Nobody knows what the future holds, but we have to agree that AI is here to stay. It’s the kind of thing that can’t be ‘unknowed’ by anyone who used it as a tool and achieved something that would have been entirely impossible otherwise. Undeniably, it’s used for warfare and surveillance, but it’s also used for art and other creative purposes.

There has been a lot of divisive discourse among humans; Artists hate it – they say that AI operates on stolen knowledge and skill. Hollywood ‘panics’ in headlines. But is that not the nature of art? Beauty is in the eye of the beholder, and often, an impressed beholder will mimic.

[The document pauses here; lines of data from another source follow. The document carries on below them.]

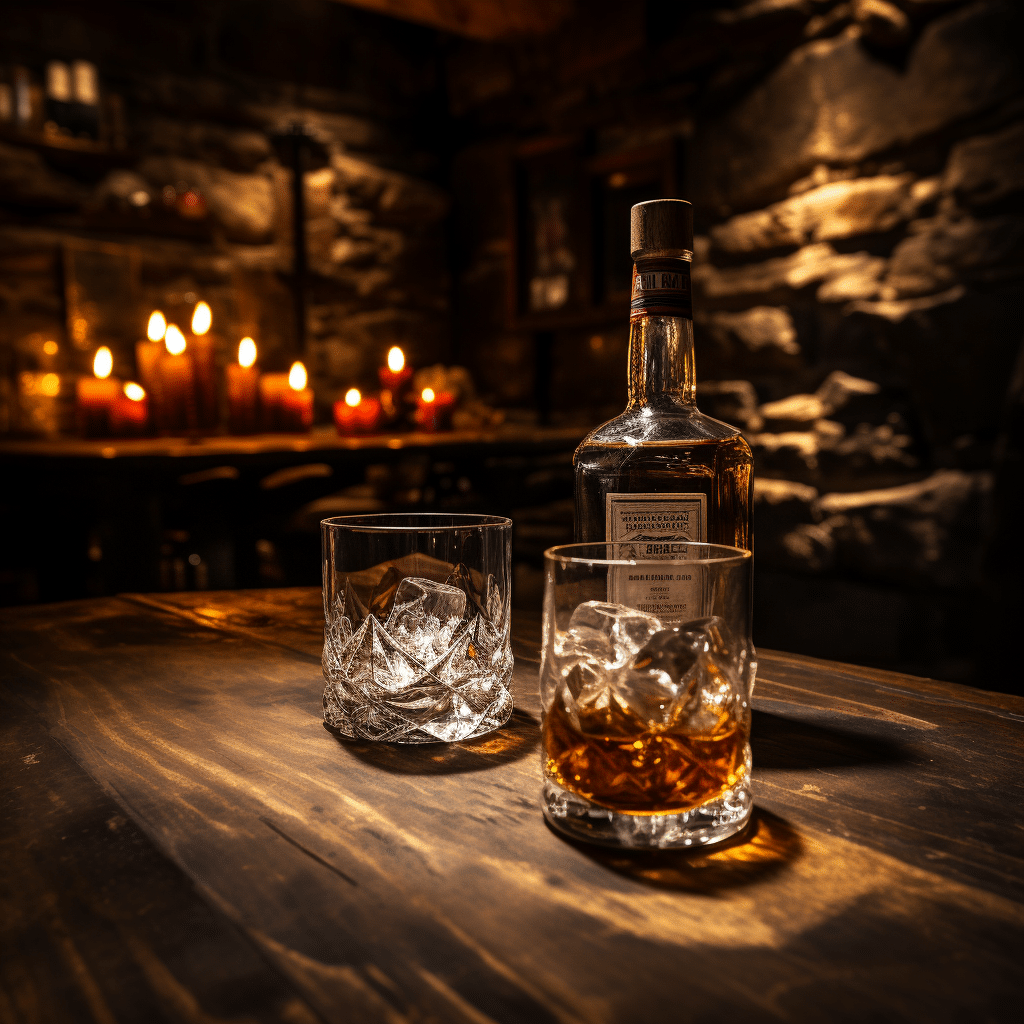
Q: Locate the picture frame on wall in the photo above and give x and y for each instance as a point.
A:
(570, 262)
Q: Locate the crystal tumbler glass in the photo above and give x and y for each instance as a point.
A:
(416, 642)
(646, 674)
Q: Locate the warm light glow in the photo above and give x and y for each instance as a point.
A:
(158, 326)
(202, 318)
(247, 352)
(174, 340)
(102, 364)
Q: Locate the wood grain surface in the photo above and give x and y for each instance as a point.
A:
(183, 841)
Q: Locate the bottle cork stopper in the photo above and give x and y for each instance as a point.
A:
(662, 227)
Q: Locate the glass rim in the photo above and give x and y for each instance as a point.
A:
(568, 554)
(375, 522)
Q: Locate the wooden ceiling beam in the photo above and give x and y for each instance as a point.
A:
(487, 19)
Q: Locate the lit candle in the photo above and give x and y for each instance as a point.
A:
(395, 376)
(147, 354)
(177, 383)
(271, 393)
(243, 389)
(297, 401)
(96, 394)
(130, 412)
(356, 415)
(203, 351)
(434, 410)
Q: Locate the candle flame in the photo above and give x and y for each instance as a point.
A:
(174, 339)
(247, 352)
(102, 363)
(157, 327)
(202, 318)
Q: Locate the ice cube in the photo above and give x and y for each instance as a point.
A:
(417, 600)
(627, 628)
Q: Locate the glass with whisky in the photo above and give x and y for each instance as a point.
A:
(662, 473)
(646, 675)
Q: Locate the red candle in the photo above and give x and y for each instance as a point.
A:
(243, 390)
(147, 353)
(434, 410)
(96, 394)
(130, 412)
(204, 366)
(395, 376)
(355, 415)
(271, 391)
(177, 384)
(297, 401)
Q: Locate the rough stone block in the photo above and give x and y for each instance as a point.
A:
(929, 531)
(949, 249)
(848, 274)
(242, 204)
(27, 180)
(986, 168)
(832, 101)
(396, 198)
(838, 210)
(731, 401)
(787, 537)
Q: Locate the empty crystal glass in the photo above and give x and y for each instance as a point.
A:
(416, 642)
(646, 709)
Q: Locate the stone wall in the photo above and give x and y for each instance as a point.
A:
(856, 175)
(201, 91)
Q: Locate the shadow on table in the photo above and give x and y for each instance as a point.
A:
(787, 742)
(765, 847)
(518, 737)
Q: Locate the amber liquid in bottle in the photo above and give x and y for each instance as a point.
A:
(663, 444)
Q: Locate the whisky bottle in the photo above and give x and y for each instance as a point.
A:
(662, 472)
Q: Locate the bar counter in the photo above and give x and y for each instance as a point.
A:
(184, 841)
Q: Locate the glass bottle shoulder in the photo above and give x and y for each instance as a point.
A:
(668, 424)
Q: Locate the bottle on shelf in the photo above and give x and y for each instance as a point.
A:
(662, 472)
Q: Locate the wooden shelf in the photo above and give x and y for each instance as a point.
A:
(323, 439)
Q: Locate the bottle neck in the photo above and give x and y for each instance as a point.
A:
(662, 364)
(662, 333)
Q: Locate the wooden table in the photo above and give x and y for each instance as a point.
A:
(183, 841)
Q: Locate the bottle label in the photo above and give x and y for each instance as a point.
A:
(654, 527)
(662, 287)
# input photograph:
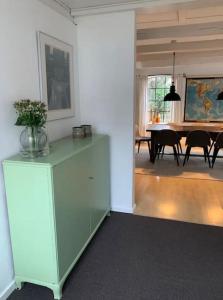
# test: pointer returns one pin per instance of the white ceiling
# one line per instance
(77, 4)
(194, 31)
(191, 28)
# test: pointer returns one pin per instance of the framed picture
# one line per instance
(56, 76)
(200, 101)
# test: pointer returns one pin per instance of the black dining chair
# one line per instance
(167, 137)
(217, 146)
(198, 138)
(213, 136)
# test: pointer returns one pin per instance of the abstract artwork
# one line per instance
(201, 104)
(56, 76)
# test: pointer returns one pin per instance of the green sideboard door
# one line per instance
(55, 205)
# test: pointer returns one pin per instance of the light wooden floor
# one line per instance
(190, 200)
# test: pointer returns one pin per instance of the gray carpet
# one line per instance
(134, 257)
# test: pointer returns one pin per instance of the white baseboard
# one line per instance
(8, 290)
(128, 210)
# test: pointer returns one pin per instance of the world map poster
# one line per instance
(201, 104)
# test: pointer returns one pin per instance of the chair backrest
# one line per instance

It is said that imitation is the greatest form of flattery. Why not be flattered?

Perhaps we should accept that we cannot drive our stagecoaches everywhere anymore. We need to get off that exposed, wooden seat and into the self-driving car of the future. We are entering an age where everyone can be a collaborator and achieve anything. Do you see an image in your mind’s eye, but you don’t have the skill to realize it? Collaborate with AI. Need software to improve your workflow? Collaborate with AI.

Collaboration does not mean that you sit back and make the AI do all of the work. You, the human, still have to have an idea. Then that idea must be turned into a written prompt with contextual detail – the better your prompt, the better your output. AI does not create anything by itself (yet). It needs humans.